I just did about three thousand square feet of this system on the last travertine installation I did and it is working perfectly for that customer.

If you are interested...send me your email address in a PM or turn on your PM.


----------



## jmwinke (Nov 15, 2009)

My email is [email protected] feel free to email me about the system.

What both of the companies told me that came out to quote cleaning/resealing it was that by sealing it like a commercial building, it would get very scratched up quickly and it would then look awful. They said stuff about it being porous and you can't overcoat...blah, blah, blah. It wasn't anything I wanted to hear. I'd just spent a fortune on the stuff and immediately realized it was such a bad idea in the kitchen.
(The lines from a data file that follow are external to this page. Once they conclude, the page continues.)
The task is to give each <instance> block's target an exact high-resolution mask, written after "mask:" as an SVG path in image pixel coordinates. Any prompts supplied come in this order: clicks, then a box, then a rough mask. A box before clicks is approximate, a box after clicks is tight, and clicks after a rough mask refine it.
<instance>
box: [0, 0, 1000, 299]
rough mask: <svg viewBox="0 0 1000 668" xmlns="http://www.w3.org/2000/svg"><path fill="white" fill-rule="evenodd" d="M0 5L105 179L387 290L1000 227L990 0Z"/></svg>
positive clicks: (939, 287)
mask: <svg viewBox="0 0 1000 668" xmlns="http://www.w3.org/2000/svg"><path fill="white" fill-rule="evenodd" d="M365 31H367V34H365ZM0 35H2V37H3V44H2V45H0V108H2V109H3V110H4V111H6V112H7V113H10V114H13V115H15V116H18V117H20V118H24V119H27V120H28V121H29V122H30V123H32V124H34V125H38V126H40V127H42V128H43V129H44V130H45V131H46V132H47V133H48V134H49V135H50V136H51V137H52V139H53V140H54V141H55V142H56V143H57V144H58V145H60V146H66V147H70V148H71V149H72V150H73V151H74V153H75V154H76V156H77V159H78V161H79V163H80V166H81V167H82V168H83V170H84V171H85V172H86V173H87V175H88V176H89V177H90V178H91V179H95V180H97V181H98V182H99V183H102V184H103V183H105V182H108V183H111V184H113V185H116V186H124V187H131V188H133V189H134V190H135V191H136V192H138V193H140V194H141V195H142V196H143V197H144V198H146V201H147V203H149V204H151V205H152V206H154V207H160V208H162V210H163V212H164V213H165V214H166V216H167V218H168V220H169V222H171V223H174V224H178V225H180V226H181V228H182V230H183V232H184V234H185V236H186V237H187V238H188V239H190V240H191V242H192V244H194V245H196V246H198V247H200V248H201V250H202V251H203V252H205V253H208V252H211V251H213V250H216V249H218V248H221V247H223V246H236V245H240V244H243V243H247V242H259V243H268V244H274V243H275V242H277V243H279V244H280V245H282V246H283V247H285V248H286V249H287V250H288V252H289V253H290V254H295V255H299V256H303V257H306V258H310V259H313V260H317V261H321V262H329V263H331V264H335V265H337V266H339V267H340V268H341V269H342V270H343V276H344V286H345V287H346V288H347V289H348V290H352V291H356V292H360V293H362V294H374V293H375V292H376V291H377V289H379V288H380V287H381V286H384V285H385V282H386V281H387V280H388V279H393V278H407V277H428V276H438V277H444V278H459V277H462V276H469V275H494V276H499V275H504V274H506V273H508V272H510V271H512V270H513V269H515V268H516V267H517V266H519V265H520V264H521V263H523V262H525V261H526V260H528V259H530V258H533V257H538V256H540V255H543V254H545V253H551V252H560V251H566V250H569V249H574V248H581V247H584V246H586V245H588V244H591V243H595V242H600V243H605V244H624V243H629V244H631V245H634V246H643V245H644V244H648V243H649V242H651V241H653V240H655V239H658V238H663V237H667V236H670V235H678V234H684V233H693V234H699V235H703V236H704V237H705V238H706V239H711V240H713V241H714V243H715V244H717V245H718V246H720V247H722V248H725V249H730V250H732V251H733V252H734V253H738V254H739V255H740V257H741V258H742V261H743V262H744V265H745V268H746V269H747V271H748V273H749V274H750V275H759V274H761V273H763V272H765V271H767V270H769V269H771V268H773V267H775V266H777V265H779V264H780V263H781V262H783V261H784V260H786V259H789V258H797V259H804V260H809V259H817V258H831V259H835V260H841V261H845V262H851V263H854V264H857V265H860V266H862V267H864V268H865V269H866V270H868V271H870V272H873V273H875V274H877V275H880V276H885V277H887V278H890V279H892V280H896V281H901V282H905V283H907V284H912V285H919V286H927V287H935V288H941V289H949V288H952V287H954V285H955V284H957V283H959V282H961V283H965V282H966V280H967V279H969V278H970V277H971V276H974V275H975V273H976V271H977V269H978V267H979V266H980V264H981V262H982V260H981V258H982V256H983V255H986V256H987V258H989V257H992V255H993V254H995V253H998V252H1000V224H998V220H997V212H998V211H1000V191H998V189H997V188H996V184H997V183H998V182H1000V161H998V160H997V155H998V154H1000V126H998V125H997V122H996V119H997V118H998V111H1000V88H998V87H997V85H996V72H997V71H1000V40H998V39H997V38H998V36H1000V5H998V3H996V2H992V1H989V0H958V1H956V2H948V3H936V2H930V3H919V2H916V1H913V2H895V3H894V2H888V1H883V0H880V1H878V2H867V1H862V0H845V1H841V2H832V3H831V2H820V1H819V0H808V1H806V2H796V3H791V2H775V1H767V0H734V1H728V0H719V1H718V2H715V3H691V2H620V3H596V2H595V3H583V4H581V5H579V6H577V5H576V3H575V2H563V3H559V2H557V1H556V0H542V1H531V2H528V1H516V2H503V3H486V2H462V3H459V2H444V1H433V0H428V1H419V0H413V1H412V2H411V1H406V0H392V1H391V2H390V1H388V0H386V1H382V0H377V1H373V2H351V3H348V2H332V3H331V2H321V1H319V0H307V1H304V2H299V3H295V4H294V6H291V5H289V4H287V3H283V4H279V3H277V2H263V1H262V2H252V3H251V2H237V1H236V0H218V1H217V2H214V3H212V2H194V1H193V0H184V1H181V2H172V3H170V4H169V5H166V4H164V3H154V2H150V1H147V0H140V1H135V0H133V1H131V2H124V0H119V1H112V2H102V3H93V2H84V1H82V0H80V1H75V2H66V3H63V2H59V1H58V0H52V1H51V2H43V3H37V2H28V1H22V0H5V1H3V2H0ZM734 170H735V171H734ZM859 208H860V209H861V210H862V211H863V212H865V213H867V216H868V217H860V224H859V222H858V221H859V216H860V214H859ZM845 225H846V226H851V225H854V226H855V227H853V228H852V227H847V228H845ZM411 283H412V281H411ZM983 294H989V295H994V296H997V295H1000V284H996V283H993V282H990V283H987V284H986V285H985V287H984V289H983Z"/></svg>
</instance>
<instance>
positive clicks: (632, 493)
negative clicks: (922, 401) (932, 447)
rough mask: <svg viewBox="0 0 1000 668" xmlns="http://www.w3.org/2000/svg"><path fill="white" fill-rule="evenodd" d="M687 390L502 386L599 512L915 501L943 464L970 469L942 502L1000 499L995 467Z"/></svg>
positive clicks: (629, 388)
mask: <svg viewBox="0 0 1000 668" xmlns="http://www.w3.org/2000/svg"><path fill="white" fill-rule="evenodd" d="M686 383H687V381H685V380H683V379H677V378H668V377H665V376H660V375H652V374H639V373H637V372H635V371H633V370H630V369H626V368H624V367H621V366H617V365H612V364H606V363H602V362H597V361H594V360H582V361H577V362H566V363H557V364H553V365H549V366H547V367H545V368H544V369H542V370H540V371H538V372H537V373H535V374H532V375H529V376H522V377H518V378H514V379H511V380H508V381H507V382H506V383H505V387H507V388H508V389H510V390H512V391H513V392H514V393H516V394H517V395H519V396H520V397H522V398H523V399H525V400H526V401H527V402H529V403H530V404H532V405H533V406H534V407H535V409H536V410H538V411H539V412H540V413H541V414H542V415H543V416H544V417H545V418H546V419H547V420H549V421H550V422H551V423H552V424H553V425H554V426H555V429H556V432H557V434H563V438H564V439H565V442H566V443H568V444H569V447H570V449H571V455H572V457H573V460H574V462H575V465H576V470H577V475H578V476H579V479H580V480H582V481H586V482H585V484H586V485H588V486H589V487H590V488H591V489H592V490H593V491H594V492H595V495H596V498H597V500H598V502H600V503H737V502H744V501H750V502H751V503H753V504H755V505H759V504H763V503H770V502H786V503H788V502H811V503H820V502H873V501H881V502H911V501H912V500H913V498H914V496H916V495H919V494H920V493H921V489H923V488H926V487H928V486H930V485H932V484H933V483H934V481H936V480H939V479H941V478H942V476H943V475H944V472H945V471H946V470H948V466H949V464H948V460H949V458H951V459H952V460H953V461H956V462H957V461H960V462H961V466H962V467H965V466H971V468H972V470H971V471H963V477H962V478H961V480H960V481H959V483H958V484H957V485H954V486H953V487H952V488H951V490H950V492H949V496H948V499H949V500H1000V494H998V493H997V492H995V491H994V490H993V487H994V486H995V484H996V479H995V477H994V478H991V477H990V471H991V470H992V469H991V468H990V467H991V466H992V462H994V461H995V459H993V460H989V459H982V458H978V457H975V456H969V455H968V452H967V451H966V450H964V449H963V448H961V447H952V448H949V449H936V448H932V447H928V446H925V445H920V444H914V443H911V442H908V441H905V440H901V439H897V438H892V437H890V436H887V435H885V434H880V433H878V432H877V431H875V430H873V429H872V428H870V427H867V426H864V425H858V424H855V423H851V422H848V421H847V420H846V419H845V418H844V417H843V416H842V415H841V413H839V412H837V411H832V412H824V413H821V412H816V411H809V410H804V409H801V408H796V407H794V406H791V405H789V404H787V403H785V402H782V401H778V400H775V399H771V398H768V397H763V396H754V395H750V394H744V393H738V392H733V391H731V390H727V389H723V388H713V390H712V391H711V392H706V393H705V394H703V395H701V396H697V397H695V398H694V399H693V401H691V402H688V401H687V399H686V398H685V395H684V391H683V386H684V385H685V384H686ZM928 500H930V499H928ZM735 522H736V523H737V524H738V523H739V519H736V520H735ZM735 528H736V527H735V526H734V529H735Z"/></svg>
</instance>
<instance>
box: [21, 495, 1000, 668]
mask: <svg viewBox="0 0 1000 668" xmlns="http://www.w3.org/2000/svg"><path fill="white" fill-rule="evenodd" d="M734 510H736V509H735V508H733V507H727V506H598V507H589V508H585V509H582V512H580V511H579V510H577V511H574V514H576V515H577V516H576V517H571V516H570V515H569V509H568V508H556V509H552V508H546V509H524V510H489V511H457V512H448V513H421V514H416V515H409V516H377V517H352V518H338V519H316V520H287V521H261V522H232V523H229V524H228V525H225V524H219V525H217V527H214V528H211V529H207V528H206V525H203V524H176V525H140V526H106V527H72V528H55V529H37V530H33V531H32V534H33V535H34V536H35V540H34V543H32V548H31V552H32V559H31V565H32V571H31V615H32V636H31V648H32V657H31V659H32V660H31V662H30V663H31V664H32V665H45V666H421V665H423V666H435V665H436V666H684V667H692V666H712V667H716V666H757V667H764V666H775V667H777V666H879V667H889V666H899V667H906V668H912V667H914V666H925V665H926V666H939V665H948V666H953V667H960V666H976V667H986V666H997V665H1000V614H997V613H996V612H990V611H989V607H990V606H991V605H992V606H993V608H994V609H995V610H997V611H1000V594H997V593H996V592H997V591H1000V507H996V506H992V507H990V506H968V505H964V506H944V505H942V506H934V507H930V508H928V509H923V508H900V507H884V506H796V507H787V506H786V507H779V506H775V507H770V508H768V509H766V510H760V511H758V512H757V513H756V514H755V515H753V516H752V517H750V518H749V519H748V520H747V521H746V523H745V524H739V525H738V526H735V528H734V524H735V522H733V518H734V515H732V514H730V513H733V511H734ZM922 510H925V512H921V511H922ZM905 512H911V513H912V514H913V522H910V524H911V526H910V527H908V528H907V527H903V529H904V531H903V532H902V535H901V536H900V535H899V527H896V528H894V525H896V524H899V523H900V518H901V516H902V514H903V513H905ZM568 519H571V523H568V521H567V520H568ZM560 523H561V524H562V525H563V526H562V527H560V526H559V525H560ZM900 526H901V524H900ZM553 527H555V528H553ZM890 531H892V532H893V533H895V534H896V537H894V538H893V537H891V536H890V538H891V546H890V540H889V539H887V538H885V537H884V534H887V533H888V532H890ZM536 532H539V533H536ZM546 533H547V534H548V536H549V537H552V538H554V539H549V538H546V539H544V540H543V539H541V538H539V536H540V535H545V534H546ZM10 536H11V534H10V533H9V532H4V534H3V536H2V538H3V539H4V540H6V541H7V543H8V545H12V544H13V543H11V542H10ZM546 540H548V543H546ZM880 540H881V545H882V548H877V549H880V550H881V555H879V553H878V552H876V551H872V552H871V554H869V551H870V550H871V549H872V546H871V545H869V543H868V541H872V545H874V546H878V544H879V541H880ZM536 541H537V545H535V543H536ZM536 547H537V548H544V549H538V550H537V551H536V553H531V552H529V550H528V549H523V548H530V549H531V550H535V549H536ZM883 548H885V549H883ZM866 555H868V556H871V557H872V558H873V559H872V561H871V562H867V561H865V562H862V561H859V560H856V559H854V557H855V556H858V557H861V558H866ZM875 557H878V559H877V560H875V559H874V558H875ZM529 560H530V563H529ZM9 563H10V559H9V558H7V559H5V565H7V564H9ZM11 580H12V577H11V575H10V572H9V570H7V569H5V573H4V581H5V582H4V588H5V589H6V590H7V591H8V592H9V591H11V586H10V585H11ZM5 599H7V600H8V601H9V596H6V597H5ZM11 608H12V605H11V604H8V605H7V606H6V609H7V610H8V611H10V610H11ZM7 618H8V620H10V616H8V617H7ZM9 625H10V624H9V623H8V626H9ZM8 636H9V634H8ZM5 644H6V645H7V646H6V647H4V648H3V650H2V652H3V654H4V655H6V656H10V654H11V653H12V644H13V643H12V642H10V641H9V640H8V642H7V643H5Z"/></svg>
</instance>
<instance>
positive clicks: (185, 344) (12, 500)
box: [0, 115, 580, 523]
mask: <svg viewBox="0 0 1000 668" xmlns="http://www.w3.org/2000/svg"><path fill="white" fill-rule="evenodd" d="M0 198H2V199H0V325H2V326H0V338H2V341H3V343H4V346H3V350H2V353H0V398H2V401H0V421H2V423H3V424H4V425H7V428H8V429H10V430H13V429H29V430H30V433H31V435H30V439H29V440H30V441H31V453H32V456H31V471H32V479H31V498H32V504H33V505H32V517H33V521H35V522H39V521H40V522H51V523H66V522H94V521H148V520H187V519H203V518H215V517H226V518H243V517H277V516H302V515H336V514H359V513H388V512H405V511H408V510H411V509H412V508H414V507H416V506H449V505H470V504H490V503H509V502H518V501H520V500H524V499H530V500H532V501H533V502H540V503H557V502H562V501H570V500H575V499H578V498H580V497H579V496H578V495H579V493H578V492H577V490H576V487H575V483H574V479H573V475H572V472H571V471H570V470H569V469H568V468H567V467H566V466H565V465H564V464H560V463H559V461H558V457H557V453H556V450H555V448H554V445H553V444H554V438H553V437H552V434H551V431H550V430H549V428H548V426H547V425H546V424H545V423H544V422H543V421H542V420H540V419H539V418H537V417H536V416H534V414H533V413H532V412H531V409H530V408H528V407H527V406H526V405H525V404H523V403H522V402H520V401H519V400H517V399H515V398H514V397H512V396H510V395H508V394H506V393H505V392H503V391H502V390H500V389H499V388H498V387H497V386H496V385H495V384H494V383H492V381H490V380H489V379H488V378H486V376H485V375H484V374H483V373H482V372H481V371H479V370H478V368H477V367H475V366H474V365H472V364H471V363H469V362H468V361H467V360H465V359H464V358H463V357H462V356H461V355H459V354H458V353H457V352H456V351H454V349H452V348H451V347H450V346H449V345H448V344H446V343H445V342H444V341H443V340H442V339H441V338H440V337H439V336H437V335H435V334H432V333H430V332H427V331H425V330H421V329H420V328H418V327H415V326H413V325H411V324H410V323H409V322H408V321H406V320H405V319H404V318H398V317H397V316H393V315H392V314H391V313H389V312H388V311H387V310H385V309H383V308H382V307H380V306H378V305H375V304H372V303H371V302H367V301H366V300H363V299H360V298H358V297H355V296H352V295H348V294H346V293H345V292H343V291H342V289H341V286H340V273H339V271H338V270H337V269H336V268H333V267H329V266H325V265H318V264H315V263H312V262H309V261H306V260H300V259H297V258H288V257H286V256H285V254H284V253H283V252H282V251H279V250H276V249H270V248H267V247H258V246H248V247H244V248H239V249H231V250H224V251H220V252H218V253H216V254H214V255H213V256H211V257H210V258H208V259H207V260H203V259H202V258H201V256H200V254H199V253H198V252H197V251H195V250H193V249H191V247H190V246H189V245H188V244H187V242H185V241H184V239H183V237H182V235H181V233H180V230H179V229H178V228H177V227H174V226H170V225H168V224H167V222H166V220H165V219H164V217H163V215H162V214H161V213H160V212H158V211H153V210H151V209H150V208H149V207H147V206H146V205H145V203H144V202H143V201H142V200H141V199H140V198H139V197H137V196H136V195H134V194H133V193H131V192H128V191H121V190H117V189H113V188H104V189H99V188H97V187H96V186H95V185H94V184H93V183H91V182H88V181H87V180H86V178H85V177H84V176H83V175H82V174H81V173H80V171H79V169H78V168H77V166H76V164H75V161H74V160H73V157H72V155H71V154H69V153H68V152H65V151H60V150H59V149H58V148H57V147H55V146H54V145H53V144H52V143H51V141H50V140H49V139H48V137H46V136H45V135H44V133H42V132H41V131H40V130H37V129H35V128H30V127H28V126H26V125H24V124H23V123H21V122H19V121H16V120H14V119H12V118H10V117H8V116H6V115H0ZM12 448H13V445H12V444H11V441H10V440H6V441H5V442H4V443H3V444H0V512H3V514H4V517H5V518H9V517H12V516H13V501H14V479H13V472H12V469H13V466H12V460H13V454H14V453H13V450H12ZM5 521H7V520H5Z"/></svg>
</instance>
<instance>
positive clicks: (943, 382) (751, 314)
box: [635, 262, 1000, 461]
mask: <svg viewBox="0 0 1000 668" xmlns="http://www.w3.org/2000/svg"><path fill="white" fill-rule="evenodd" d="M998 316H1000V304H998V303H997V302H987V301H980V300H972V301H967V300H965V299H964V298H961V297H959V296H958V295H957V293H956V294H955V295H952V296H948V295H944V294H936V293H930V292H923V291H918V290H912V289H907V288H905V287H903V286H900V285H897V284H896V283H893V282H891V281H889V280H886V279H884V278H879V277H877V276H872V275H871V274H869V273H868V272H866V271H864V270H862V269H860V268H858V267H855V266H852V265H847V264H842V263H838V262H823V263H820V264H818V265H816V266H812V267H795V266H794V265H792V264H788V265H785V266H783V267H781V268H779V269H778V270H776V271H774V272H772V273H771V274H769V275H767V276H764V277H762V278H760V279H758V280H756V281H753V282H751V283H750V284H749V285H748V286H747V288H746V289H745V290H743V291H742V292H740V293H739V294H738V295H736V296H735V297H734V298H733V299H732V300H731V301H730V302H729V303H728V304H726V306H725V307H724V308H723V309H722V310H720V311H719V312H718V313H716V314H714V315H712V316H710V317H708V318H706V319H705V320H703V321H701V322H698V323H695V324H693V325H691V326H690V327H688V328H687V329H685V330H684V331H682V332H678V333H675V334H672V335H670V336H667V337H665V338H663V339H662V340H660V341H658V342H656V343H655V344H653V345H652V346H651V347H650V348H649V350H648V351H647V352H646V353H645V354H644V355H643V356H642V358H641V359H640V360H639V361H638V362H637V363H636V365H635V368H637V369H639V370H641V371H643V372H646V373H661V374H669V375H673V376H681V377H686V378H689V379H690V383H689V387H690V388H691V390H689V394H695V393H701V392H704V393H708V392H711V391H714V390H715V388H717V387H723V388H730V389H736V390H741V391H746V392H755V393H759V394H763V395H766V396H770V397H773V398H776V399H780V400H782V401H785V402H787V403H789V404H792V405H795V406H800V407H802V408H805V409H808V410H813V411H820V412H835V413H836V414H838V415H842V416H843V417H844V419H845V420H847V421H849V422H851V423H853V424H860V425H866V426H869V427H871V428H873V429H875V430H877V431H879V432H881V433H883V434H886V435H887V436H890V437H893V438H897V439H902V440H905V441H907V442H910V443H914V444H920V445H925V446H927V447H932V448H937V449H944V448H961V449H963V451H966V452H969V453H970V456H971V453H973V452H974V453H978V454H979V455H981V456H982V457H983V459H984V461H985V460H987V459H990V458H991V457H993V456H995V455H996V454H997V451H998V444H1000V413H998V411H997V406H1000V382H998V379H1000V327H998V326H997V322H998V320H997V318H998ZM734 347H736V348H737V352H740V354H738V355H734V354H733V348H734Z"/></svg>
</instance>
And unfortunately, the travertine runs seamlessly to the other areas in the house so I'd have to coat everything, which is probably pretty costly.

Thanks!


----------



## Bud Cline (Mar 12, 2006)

> My email is [email protected] feel free to email me about the system.


A little late tonite but I'll get back to you tomorrow.



> What both of the companies told me that came out to quote cleaning/resealing it was that by sealing it like a commercial building, it would get very scratched up quickly and it would then look awful.


OH YOW, commercial buildings all over the world use those commercial systems because they scratch quickly and look awful and are so super expensive to use!!!!



> They said stuff about it being porous and you can't overcoat...blah, blah, blah.


So what you are saying is you are dealing with idiots that want to sell you "THEIR SYSTEM". Where do you find these people?



> I'd just spent a fortune on the stuff and immediately realized it was such a bad idea in the kitchen.


NONSENSE. You have no idea how many kitchens I have done without a single hitch.

Your biggest issue is the animals and that isn't a major problem if intend to keep 'em.

What part of the country are you in? I'll see if I can source the stuff locally for you.:yes:


----------



## jmwinke (Nov 15, 2009)

Thank you for your help. I am in the Houston area. Pasadena to be exactly, on the east side of Houston. 

Thanks again!


----------



## Bud Cline (Mar 12, 2006)

Sorry, didn't mean to drop the ball. Had a tooth pulled, then got bit by a dog, now headed for Colorado in a few hours but I'll get caught up in a couple of days.


----------



## jmwinke (Nov 15, 2009)

Thank you so much!


----------



## jmwinke (Nov 15, 2009)

I'm not really sure how to add the photo of my current floor, but I'm trying to learn. this is when the floor was installed. It doesn't look anything like that now. It's very dirty looking and I can't stand it.


----------



## DanaG (Jun 15, 2018)

What did you end up using? We also have travertine floors and an American Bulldog and I need to either cover them or get a heavy duty sealer and high polish!


----------



## Nealtw (Jun 22, 2017)

DanaG said:


> What did you end up using? We also have travertine floors and an American Bulldog and I need to either cover them or get a heavy duty sealer and high polish!


Don't expect an answer, he has not been here since 2009.


----------